[eml-dev] [Bug 585] - internationalization needed in EML
Matt Jones
jones at nceas.ucsb.edu
Tue Dec 9 15:08:02 PST 2008
Hi Éamonn,
Thanks for the INSPIRE document. That clarified things a lot. The section
A.6.3 was particularly useful. The crux seems to be that they have defined
a complex type called PT_FreeText_PropertyType that allows a simple
character string in the default language to be accompanied by one or more
versions in other languages. So, for abstract, they would have:
<abstract xsi:type="PT_FreeText_PropertyType">
<gco:CharacterString>Brief narrative summary of the content of the
resource</gco:CharacterString>
<!--== Alternative value ==-->
<PT_FreeText>
<textGroup>
<LocalisedCharacterString locale="#locale-fr">Résumé succinct
du contenu de la ressource</LocalisedCharacterString>
</textGroup>
</PT_FreeText>
</abstract>
So, the PT_FreeText_PropertyType is very similar in concept to the EML
TextType. We could indeed define a new set of types that use this same
trick, basically allowing textGroup subelements with alternate language
strings.
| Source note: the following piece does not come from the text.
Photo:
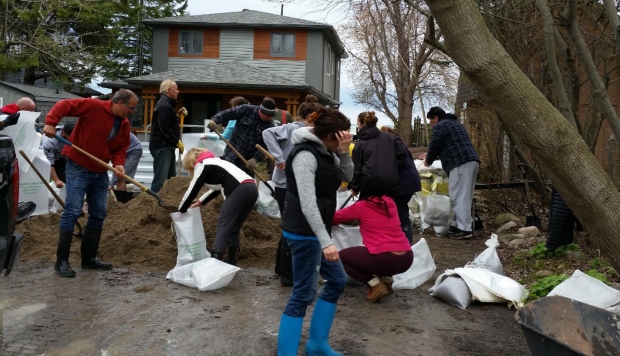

Or we could simply use the definition of PT_FreeText in EML via an
import (except that there may be restrictions on free reuse of ISO
standards, which would prevent us from incorporating such a thing directly
in EML, as redistribution is critical to an open standard).
I'll add this to the bugzilla bug for a record of the discussion for EML
developers.
Matt
On Tue, Dec 9, 2008 at 1:44 PM, Éamonn Ó Tuama <eotuama at gbif.org> wrote:
> Hi Matt,
>
> I agree about the inaccessability of ISO standards - I also had to use a
> draft release of ISO 19115. At least the ISO 19139 XSD schemas are freely
> available once you accept to a stern copyright notice. You can view them
> here:
> http://standards.iso.org/ittf/PubliclyAvailableStandards/ISO_19139_Schemas/, or download as a zipped archive by going here (one dir up) and searching
> for 19139: http://standards.iso.org/ittf/PubliclyAvailableStandards/ .
>
> Regarding the points you raise below -
>
> 'contact' : details for the metadata writer could be different to those of
> the data custodian, collector, etc.
>
> 'locale' : I presume using the combination of language code and country is
> because one country can have multiple languages and one language can be
> spoken in many countries.
>
> I was using the term "attribute" in the general sense of a property and not
> in the strict XML sense of element vs attribute. 'locale' is actually
> expressed as a repeating element in ISO 19139.
>
> I have attached an incomplete example of an ISO 19139 instance document to
> show you how I understand multiple locales are used with related, translated
> free text elements. I have based this on an example in an INSPIRE document
> "Draft Guidelines – INSPIRE metadata implementing rules based on ISO 19115
> and ISO 19119" (
> http://inspire.brgm.fr/Documents/MD_IR_and_ISO_20080425.pdf)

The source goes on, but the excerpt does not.